Pilpres 2009, bagi saya tidaklah sulit menentukan pilihan. Nomor urut pertama, Mega-Prabowo bagi saya tidak menarik. Di antara alasannya adalah karena figur Prabowo yang belum terlalu lama mengorbit di jagat politik tanah air. Artinya, belum diketahui bagaimana track record-nya. Satu yang paling mudah diingat adalah dia mantan tentara yang disebut-sebut melanggar HAM di Timtim, selain dekat dengan dan benderanya “dikibarkan” oleh era orde baru yang jelas bukan nilai plus.
Di sisi lain, Megawati memang sudah lama malang melintang di perpolitikan papan atas. Namun, hasilnya juga tidak terlalu bagus. Saat menjabat presiden—itu pun hasil menelikung “kang mas”nya sendiri, Gus Dur—pada 2001-2004, bisa dilihat bahwa Megawati tidak punya kekuatan me-manage negara. Malah para menterinya terlihat tidak terkontrol. Atau kalau terkontrol berarti Mega bisa diduga turut melakukan pelanggaran, misalnya saat Menteri BUMN saat itu menjual Indosat. Ya, walaupun sampai sekarang penjualan Indosat tidak pernah disalahkan secara hukum. Tentu saja sebagian masyarakat sangat menyayangkan penjualan itu. Jadi, Mega-Prabowo langsung saya coret.
Nomor urut dua, SBY-Boediono. Nanti dulu, mari simak nomor urut tiga, JK-Wiranto. Saya tidak terlalu menghiraukan faktor Wiranto karena dia orang nomor dua, cawapres. Jadi, saya merasa tidak terlalu perlu mengotak-atik kelebihan atau kelemahannya. Saya hanya melihat faktor JK.

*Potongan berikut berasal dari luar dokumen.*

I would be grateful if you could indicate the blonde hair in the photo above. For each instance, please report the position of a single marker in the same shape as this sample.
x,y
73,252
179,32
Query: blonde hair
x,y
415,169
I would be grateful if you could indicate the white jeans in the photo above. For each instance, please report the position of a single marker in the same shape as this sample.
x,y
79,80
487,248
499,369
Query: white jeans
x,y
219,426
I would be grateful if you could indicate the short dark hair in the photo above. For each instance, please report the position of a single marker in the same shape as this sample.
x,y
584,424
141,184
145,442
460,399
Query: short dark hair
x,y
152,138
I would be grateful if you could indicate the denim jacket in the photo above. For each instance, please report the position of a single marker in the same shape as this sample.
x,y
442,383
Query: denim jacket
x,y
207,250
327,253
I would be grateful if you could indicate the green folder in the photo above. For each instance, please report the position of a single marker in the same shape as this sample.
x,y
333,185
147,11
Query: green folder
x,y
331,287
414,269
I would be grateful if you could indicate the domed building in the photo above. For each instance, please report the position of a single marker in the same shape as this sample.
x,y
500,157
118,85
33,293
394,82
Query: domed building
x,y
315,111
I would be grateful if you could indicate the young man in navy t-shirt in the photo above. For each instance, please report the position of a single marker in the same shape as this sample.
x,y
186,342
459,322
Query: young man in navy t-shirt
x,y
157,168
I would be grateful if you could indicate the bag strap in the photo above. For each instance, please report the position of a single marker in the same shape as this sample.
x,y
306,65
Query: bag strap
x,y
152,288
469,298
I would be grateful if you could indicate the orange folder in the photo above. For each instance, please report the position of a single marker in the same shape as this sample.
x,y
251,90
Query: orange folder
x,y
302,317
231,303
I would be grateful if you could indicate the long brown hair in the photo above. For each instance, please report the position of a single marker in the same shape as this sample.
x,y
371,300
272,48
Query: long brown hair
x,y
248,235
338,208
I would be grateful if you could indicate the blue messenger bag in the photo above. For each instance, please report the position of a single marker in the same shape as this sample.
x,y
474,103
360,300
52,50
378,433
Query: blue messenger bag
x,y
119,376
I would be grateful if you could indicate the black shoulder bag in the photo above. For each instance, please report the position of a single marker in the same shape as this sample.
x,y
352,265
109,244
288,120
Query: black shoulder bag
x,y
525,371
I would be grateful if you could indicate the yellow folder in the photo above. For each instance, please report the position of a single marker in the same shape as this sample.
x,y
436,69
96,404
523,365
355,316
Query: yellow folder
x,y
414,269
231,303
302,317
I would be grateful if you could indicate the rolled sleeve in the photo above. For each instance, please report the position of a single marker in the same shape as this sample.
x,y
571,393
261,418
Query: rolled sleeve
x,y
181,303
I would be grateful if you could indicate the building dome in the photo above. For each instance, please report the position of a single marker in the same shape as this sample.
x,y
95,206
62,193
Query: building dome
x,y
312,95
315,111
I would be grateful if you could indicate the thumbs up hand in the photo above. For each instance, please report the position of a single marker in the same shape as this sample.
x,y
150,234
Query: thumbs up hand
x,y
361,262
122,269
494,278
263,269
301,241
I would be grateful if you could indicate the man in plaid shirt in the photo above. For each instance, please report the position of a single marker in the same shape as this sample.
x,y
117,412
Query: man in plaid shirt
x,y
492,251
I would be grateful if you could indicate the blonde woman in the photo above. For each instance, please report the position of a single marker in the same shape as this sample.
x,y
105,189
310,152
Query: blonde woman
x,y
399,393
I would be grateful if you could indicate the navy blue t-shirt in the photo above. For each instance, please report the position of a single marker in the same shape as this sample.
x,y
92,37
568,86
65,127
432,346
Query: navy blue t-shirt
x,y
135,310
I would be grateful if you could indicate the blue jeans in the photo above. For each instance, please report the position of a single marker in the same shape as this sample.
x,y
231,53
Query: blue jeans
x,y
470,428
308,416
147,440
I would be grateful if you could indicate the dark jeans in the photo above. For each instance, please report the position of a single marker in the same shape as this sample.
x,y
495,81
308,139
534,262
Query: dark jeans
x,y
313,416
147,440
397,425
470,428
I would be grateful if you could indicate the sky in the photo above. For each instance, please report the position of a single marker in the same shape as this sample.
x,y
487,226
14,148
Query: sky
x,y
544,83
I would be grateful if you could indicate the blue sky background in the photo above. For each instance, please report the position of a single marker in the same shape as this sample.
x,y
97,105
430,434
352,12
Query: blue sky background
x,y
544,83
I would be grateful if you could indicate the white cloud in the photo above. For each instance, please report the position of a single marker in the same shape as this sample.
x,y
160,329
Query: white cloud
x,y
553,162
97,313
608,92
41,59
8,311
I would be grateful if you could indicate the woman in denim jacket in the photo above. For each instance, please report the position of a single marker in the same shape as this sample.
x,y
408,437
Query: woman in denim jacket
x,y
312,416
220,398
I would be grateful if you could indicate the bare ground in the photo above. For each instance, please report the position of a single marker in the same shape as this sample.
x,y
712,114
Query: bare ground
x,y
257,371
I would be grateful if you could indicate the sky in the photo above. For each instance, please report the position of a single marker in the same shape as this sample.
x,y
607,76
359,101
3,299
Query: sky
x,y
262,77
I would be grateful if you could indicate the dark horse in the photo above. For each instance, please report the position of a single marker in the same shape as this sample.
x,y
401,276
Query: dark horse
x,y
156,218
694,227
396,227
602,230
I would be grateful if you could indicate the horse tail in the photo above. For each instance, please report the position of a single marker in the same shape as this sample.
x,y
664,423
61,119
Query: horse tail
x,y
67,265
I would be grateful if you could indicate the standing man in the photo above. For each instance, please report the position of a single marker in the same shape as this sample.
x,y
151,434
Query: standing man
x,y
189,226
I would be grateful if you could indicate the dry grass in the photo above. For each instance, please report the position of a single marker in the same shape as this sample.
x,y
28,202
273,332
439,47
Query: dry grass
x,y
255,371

Sebenarnya JK punya nilai plus dengan ketegasan dan keberanian dalam melangkah. Sayang saat itu nilai lebih itu tidak terlalu terekam atau tidak terlalu saya anggap perlu. Saya justru masih terngiang-ngiang dengan kemenangan JK dalam Munas Partai Golkar di Bali, akhir 2004, mengalahkan Akbar Tanjung. Sementara saat itu, saya begitu mengidolakan Akbar, terutama semenjak saya pernah bertatap muka langsung medio 2004. Ya, Akbar yang membawa kembali Golkar meraih posisi pertama dalam Pileg 2004, rupanya dikalahkan JK. Padahal, seluruh peserta Munas terlihat berdiri memberi tepuk tangan meriah kepada Akbar usai LPJ-nya mulus diterima. Karena itu, saya berkesimpulan, JK pasti melakukan money politic untuk kemenangannya itu.
Kembali ke nomor urut dua, SBY-Boediono. Ketika itu sudah cukup banyak yang mengupas bagaimana politik pencitraan SBY. Apalagi lawan politik SBY, tentu berupaya menyerang SBY bahwa jangan sampai rakyat tertipu pencitraan SBY itu. Nah, pernyataan itu banyak didengungkan lawan politik SBY, menurut saya waktu, barangkali itu hanya ingin menjatuhkan SBY.
Saya lalu teringat bagaimana besan SBY, Aulia Pohan, duduk di kursi pesakitan dan kemudian divonis bersalah atas korupsi di BI. Wouw, SBY mempersilakan sang besan dipenjara! Luar biasa! Ini dia langkah maju pemimpin Indonesia. Kalau besan saja “diserahkan” dengan mudah kepada aparat hukum, tentu siapa pun bisa dihukum oleh pihak berwenang tanpa dihalang-halangi SBY atau orang-orang di sekeliling kekuasaan; suatu kondisi yang sangat dibutuhkan Indonesia saat ini.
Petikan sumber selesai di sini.